Note : I ran the PUB-SUB
example also, it is showing me same latency figures
sender.cpp
#include <zmq.hpp>
#include <stdlib.h>
#include <unistd.h>
#include <iostream>
#include <sys/time.h>
int main () {
// Prepare our context and publisher
zmq::context_t context (1);
zmq::socket_t publisher (context, ZMQ_ROUTER);
publisher.bind("tcp://*:5556");
//wait for peer to connect
//once connected store the identity to send message later
zmq::message_t identity,m;
publisher.recv(&identity);//identity
publisher.recv(&m);//message
sleep(1);//sleep to set up connections
struct timeval timeofday;
int i=1;//no of messages to send
while (i) {
zmq::message_t id,message("10101",5);
id.copy(&identity);
gettimeofday(&timeofday,NULL);
publisher.send(id,ZMQ_SNDMORE);
publisher.send(message);
std::cout << timeofday.tv_sec << ", " << timeofday.tv_usec << std::endl;
usleep(1);
--i;
}
return 0;
}
reciever.cpp
#include <zmq.hpp>
#include <iostream>
#include <sys/time.h>
int main (int argc, char *argv[])
{
zmq::context_t context (1);
zmq::socket_t subscriber (context, ZMQ_DEALER);
subscriber.setsockopt(ZMQ_IDENTITY,"1",1);
subscriber.connect("tcp://localhost:5556");
struct timeval timeofday;
subscriber.send(" ",1);
int update_nbr;
int i=1;
for (update_nbr = 0; update_nbr < i; update_nbr++) {
zmq::message_t update;
subscriber.recv(&update);
gettimeofday(&timeofday,NULL);
std::cout << timeofday.tv_sec << ", " << timeofday.tv_usec << std::endl;
}
return 0;
}
sender output
1562908600, 842072
reciever output
1562908600, 842533
As you can see it takes about 400 ms.
Is there any way to reduce the latency?
2
Answers
The overhead of setting up a TCP connection is not trivial – and the overhead increases for ZMQ, because the action of creating a connection is accomplished, behind the scenes, with some TCP back-and-forth.
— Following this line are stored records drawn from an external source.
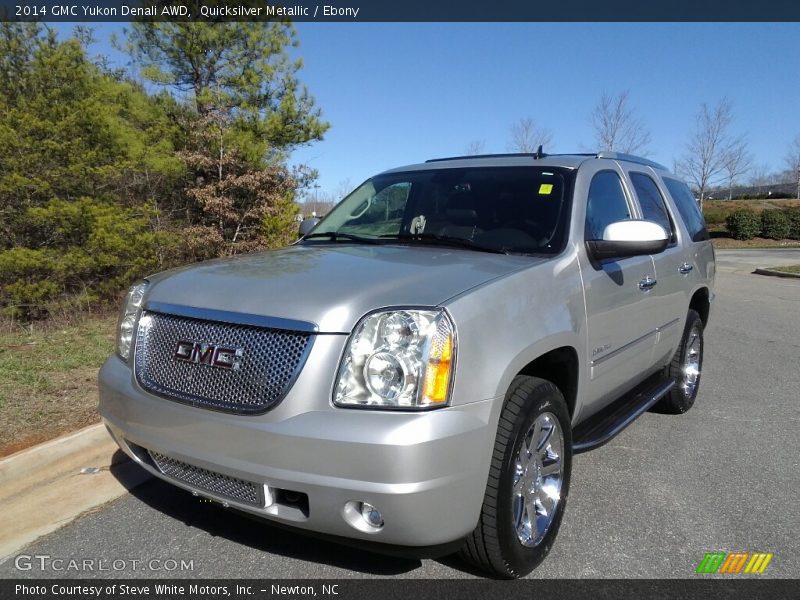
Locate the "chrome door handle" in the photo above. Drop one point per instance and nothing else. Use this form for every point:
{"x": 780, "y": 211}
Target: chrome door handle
{"x": 648, "y": 283}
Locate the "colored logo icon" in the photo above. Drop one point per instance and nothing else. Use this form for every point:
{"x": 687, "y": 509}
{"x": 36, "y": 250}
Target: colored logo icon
{"x": 735, "y": 562}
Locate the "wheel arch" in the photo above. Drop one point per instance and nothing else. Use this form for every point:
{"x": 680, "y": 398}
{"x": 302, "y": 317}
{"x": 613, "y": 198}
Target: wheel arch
{"x": 559, "y": 366}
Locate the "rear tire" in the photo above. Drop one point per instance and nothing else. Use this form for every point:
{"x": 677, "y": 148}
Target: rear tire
{"x": 685, "y": 368}
{"x": 528, "y": 484}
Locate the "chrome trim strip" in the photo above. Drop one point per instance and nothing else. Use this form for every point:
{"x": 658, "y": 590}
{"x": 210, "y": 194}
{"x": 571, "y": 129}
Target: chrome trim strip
{"x": 668, "y": 325}
{"x": 627, "y": 346}
{"x": 224, "y": 316}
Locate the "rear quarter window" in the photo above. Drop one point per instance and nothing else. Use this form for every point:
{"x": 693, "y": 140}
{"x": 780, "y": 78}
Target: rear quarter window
{"x": 688, "y": 209}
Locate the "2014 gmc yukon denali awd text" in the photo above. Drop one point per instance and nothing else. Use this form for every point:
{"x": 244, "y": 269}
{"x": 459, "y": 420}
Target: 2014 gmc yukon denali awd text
{"x": 420, "y": 368}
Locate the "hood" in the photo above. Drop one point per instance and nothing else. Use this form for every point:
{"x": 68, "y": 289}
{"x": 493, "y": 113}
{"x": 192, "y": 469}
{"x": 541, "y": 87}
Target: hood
{"x": 331, "y": 285}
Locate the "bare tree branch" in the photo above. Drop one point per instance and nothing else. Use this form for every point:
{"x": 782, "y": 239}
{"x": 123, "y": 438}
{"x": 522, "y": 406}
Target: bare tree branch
{"x": 737, "y": 162}
{"x": 793, "y": 162}
{"x": 709, "y": 147}
{"x": 617, "y": 128}
{"x": 527, "y": 136}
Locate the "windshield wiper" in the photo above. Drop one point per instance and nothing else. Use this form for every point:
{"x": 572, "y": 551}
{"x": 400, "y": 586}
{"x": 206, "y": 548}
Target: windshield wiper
{"x": 335, "y": 236}
{"x": 447, "y": 240}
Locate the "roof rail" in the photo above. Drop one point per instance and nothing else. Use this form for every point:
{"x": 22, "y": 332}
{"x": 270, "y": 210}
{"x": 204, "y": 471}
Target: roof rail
{"x": 631, "y": 158}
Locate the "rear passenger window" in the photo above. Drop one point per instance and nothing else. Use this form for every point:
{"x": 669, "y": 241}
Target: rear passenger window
{"x": 688, "y": 209}
{"x": 651, "y": 201}
{"x": 606, "y": 204}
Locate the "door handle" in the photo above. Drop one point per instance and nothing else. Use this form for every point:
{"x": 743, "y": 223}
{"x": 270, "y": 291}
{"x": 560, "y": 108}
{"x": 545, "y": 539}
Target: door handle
{"x": 648, "y": 283}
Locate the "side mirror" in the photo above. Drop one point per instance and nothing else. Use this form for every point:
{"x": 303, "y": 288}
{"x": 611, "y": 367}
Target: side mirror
{"x": 628, "y": 238}
{"x": 306, "y": 225}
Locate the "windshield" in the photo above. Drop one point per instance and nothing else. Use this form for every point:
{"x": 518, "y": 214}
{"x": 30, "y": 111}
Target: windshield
{"x": 503, "y": 209}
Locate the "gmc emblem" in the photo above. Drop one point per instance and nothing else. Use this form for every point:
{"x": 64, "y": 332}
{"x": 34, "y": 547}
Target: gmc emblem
{"x": 200, "y": 353}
So, the latency of your first message is not just the latency of the message itself. It’s the latency of the message combined with the latency of the messages involved in setting up the connection.
The other thing to note is that 1 byte is a staggeringly inefficient payload, even with vanilla TCP. If ZMQ is doing any sort of batching when it sends, that’ll dramatically improve latency of a large number of messages. I don’t know if it does any of that under the hood or not, but the fact remains that 1 byte is saddled with the same unavoidable overhead involved with both TCP and ZMQ to establish the connection as 1000 bytes is, it just overwhelms the latency involved with sending the 1 byte and is negligible for 1000 bytes.
I recommend you send 2 messages and watch the individual latency for each message – if I’m right, the 2nd one should be back down into the ~25µs range. If that’s the case, then it’s up to you whether that overhead represents a problem or not. I suspect it won’t in practice.
ZMQ does not send messages serially, ie there is not a 1:1 relationship between zmq_send() and the send() function on the underlying TCP socket. As a message queue it gives the buffer the chance to fill at least some between actual sends over TCP. This delay is very minimal, but effective enough to allow many msgs to be sent at once, potentially utilizing the whole bandwidth available between two points. If I’m not mistaken ZMQ’s IO will automatically tune itself to maximize throughput while maintaining as little latency as possible if the buffer isn’t filling between sends. So true latency may be as high as 100 ms or even more if over TCP, but is actually sending thousands of messages at once if the queue is being fed fast enough.